As described in Issues 60 and 79, for plan years beginning on or after January 1, 2014, employees and dependents who are otherwise eligible for coverage under an employer’s group health plan cannot be required to satisfy a waiting period longer than 90 calendar days, including weekends and holidays. In response to the concern that a strict 90-day waiting period (rather than a three calendar month or first of the month following a 90-day waiting period) is more confusing to participants and difficult to administer, the regulations provided an exception that allows employers to require individuals to complete a “reasonable and bona fide employment-based orientation period” as a condition for eligibility.
Importantly, the June 20, 2014 final regulations provide that compliance with the orientation period and the 90-day waiting period limitation is not determinative of compliance with the employer shared responsibility regulations mandating applicable large employers (“ALEs”) to offer affordable health coverage that provides minimum value to newly hired full-time employees (and dependent children) by the first day of the fourth full calendar month of employment or the ALE may incur an assessable payment.
Employment-based Orientation Period
While the regulations do not specifically define an “orientation period” and further state that orientation periods will not be scrutinized by the Departments, an orientation period appears to be a period during which the employer and employee evaluate whether the employment relationship is satisfactory.
Orientation Period May Not Exceed One Month: A reasonable and bona fide employment-based orientation period may not exceed one month, determined by adding one calendar month and subtracting one calendar day, and measured from the employee’s start date in a position that is otherwise eligible for health coverage.
Example: If an employee’s start date in an eligible position is May 3rd, the last permitted day of the orientation period is June 2nd (i.e., adding one calendar month to May 3rd would be June 3rd; then one calendar day is subtracted resulting in June 2nd).
Similarly, if an employee’s start date in an eligible position is October 1st, the last permitted day of the orientation period is October 31st (i.e., adding one calendar month to October 1st would be November 1st; then one calendar day is subtracted resulting in October 31st).
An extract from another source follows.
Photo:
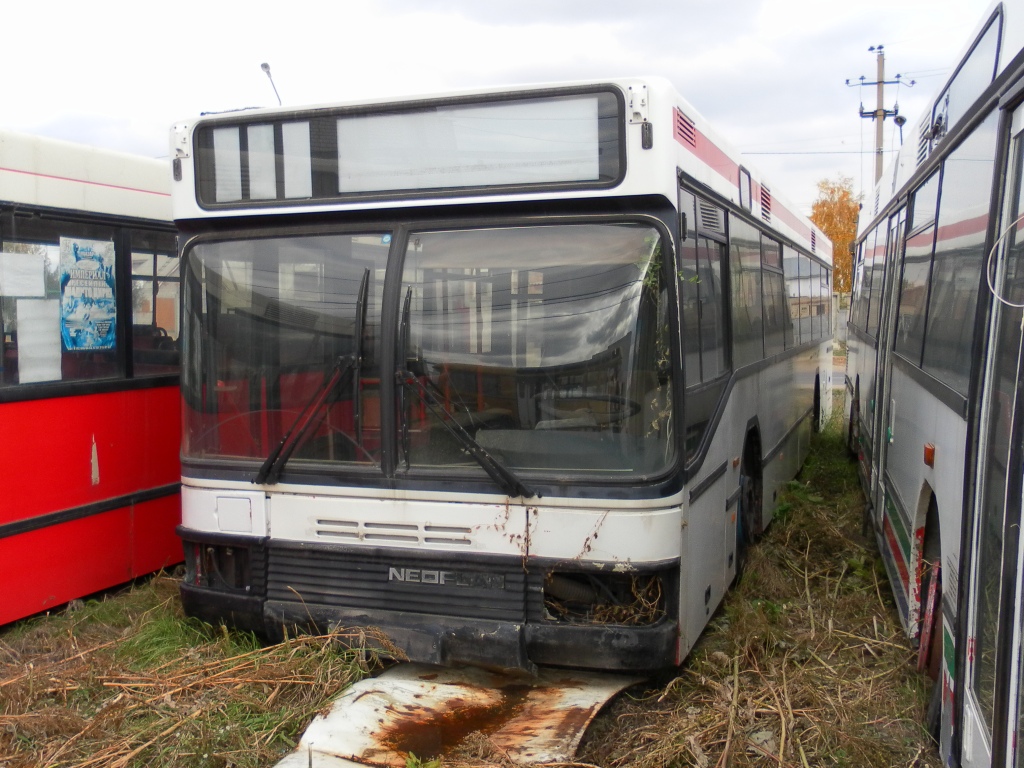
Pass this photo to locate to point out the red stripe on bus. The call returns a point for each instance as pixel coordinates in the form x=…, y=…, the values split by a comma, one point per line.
x=83, y=181
x=977, y=225
x=708, y=153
If there is not a corresponding date in the next calendar month after adding a calendar month, the last permitted day of the orientation period is the last day of the next calendar month.
Example: If the employee’s start date is January 30th, the last permitted day of the orientation period would be February 28th (February 29th in a leap year).
Coordination with Employer Shared Responsibility Requirements: An ALE that has a one month orientation period is also required to comply with the employer shared responsibility requirements to provide coverage to newly hired full-time employees by the first day of the fourth full calendar month of employment. This means, in some situations, an ALE may not be able to impose the full one-month orientation period and the full 90-day waiting period without becoming subject to an employer shared responsibility penalty.
Example: If the employee’s start date in an eligible position is August 31st, the last permitted day of the orientation period would be September 30th. The waiting period would start October 1st, lasting up to December 29th (the 90th day), with coverage commencing no later than December 30th. This commencement date would be after the first day of the fourth calendar month (i.e., December 1st). As a result, an ALE in this situation would need to adjust the coverage commencement date in order to avoid potential penalties under the employer shared responsibility rules.